Em meio à expansão do agronegócio e à crescente pressão sobre áreas de preservação, a Reserva Ecológica Porto das Antas, em Jataí (GO), tornou-se símbolo de resistência ambiental. Criada há 25 anos por um grupo de amigos liderado pelo professor de História Marco Antônio Gomes de Carvalho, o Marquinho, a área hoje abriga 171 hectares, dos quais 144 foram recentemente transformados em Reserva Particular do Patrimônio Natural (RPPN), reconhecimento federal que garante sua preservação perpétua.
A história da reserva começa muito antes, nas memórias de infância de Marquinho, que viveu parte da infância em uma fazenda cortada pelo Rio Claro, no interior de Goiás, época em que o contato com a natureza ficou marcado. “Eu me apaixonei pela natureza, e embora a gente tivesse uma vida muito simples lá, mas o contato com a natureza, com a água, o rio que passa no fundo da fazenda, chama-se Rio Claro, que passa aqui dentro de Jatai agora, Jatai já incorporou o rio. Antigamente ele ficava a uns 5 quilômetros dele, agora a cidade já chegou. Esse rio passa no fundo da fazenda, que é o maior rio da região, e um ribeirão de água transparente cortava a porta da fazenda, né, leste-oeste, já não sei dizer também. Então é isso, e eu fiquei com essa coisa na cabeça.”
Nos anos 1990, já formado em História e professor no Instituto Federal de Jataí, ele conheceu uma área que reunia as características que sempre sonhou preservar. “Há 25 anos atrás, um paranaense rico, eu jogava bola num campo de futebol dele particular, e ele me falou que estava olhando umas terras que descobriu essa terra lá, que tinha o perfil do que eu queria.”
Sem recursos próprios para comprá-la, mobilizou amigos e ex-colegas de faculdade, formando um grupo que arrecadou o valor necessário.
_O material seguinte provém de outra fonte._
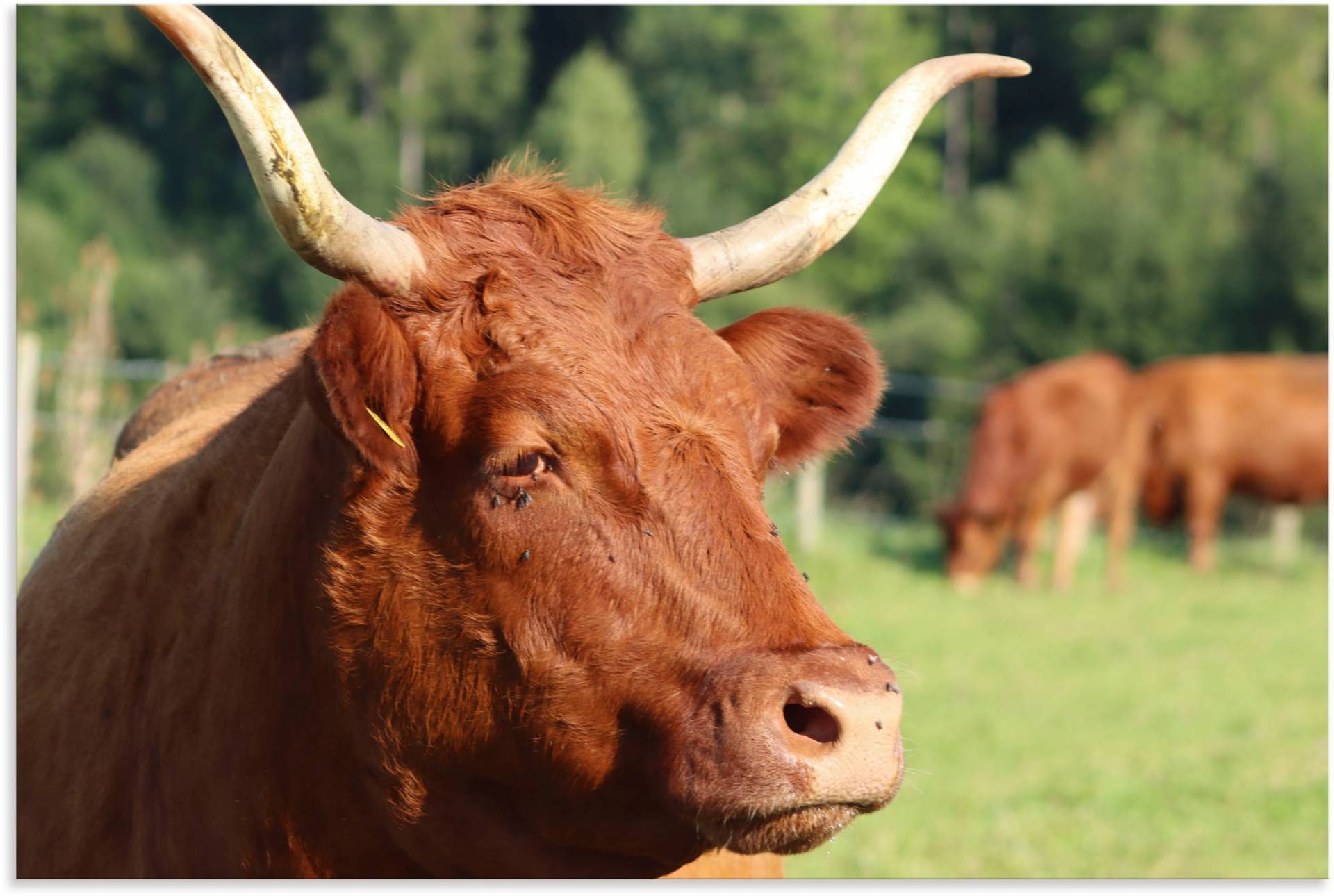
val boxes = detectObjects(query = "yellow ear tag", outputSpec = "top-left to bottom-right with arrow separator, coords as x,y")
365,406 -> 407,448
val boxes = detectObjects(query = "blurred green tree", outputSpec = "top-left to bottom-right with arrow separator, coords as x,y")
529,45 -> 647,193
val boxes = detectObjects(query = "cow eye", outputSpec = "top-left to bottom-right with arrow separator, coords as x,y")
500,451 -> 550,477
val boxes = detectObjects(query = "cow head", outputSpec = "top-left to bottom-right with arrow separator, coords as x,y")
935,384 -> 1032,592
140,7 -> 1027,874
935,501 -> 1010,592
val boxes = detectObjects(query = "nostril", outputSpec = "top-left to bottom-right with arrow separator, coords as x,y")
783,703 -> 839,744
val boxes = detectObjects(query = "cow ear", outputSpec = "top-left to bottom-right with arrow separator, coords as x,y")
311,285 -> 419,472
718,308 -> 884,467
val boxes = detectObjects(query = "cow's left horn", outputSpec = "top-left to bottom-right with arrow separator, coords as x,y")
682,53 -> 1031,301
139,6 -> 422,294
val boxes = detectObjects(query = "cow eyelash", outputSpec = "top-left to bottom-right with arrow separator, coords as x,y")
497,451 -> 557,479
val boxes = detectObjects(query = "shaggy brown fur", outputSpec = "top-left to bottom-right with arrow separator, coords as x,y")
1118,355 -> 1328,571
17,172 -> 902,876
939,352 -> 1131,586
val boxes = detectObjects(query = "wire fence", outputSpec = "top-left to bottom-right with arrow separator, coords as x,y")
17,335 -> 1327,581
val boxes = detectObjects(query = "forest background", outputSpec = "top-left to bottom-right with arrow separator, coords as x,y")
16,7 -> 1328,515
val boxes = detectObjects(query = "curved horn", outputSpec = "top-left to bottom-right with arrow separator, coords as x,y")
139,6 -> 422,294
682,53 -> 1031,301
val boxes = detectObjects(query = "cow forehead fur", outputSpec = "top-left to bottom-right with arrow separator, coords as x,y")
313,171 -> 880,819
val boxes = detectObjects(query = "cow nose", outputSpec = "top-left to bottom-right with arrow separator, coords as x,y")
780,674 -> 903,806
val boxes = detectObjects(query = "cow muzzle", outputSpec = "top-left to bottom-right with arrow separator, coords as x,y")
673,645 -> 903,854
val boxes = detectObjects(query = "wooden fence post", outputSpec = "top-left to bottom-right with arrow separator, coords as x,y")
796,461 -> 825,551
1273,504 -> 1302,567
56,238 -> 119,500
13,333 -> 42,551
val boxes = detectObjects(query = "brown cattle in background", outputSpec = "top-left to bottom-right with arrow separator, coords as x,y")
939,352 -> 1131,588
16,7 -> 1027,877
1115,355 -> 1328,571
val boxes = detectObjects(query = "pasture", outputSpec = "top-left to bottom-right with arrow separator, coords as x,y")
771,500 -> 1328,877
20,488 -> 1328,877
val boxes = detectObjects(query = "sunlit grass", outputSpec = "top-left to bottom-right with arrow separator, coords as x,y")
20,485 -> 1328,877
774,501 -> 1328,877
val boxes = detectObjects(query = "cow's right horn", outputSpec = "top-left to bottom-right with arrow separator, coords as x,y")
682,53 -> 1031,301
139,6 -> 422,294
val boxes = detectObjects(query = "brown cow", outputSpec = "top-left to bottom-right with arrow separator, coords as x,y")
1117,355 -> 1328,571
16,7 -> 1027,877
939,352 -> 1131,589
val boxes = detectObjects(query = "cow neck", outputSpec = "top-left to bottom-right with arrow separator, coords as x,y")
173,370 -> 413,876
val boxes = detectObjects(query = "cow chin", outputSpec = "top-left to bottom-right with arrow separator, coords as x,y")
700,803 -> 867,854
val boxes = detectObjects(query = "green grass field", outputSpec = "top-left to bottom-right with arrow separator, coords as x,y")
20,501 -> 1328,877
775,508 -> 1328,877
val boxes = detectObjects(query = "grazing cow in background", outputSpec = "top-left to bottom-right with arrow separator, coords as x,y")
1115,355 -> 1328,571
16,7 -> 1028,877
939,354 -> 1131,589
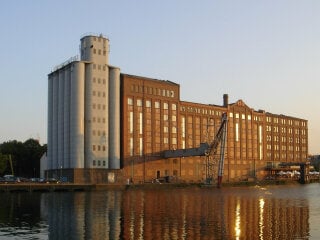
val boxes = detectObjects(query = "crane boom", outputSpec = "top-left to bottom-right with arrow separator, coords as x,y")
163,113 -> 228,187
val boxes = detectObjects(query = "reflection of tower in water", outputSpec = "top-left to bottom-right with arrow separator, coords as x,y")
41,191 -> 122,239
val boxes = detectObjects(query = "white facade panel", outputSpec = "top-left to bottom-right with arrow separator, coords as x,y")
85,64 -> 94,168
57,69 -> 64,168
62,67 -> 71,168
51,72 -> 59,169
70,62 -> 85,168
109,68 -> 120,169
44,75 -> 53,169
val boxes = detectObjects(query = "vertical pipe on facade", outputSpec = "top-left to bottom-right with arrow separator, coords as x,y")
58,69 -> 64,169
45,74 -> 53,169
109,68 -> 120,169
63,67 -> 71,168
70,62 -> 85,168
51,72 -> 59,169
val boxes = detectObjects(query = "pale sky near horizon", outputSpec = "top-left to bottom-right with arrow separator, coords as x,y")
0,0 -> 320,154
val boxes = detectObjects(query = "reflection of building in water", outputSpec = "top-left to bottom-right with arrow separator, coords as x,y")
42,191 -> 122,240
122,189 -> 309,239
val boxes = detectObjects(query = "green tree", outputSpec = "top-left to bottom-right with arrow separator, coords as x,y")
0,139 -> 47,177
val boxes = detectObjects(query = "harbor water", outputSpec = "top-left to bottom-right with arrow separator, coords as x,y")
0,183 -> 320,240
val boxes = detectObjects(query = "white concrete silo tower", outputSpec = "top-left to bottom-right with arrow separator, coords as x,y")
80,35 -> 120,169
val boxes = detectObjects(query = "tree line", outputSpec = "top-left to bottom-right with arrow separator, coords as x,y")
0,138 -> 47,178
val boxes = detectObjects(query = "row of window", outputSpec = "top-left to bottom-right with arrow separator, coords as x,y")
92,90 -> 106,98
130,85 -> 174,98
92,103 -> 106,110
180,106 -> 222,116
92,77 -> 106,84
92,160 -> 106,167
266,117 -> 306,127
267,144 -> 306,152
92,145 -> 106,152
93,48 -> 107,56
266,125 -> 306,135
92,130 -> 106,137
93,63 -> 107,71
128,98 -> 177,111
267,153 -> 306,160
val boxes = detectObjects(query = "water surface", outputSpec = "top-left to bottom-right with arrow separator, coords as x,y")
0,183 -> 320,240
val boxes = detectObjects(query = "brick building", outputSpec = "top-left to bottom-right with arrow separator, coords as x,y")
43,35 -> 308,183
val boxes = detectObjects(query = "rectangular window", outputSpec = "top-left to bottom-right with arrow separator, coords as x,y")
181,116 -> 186,138
129,138 -> 133,156
259,125 -> 262,144
139,113 -> 143,134
129,112 -> 133,133
235,123 -> 239,142
139,138 -> 143,156
154,102 -> 160,108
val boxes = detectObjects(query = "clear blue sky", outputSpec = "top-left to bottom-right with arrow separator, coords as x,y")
0,0 -> 320,154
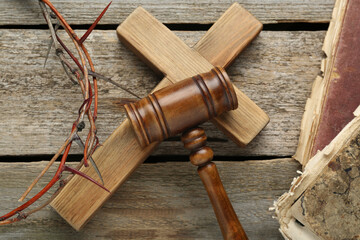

Em 2000, fecharam o negócio e fundaram a Sociedade Ecológica Porto das Antas.
O objetivo inicial era proteger a área contra as ameaças do desmatamento e da especulação imobiliária, que já avançavam sobre a região, pois, se não tivessem comprado a área, hoje ela seria pasto ou estaria tomada por ranchos de luxo na beira do rio, como aconteceu em propriedades vizinhas.
Desde 2017, a reserva é credenciada junto ao Ibama como área de soltura de animais silvestres, recebendo espécies resgatadas, como lobos-guará, onças e, no futuro, antas — animal que dá nome à reserva. O novo projeto do professor prevê a criação de um centro para reabilitação e reintrodução de antas na natureza, com acompanhamento e treinamento para que aprendam a se alimentar e sobreviver sozinhas.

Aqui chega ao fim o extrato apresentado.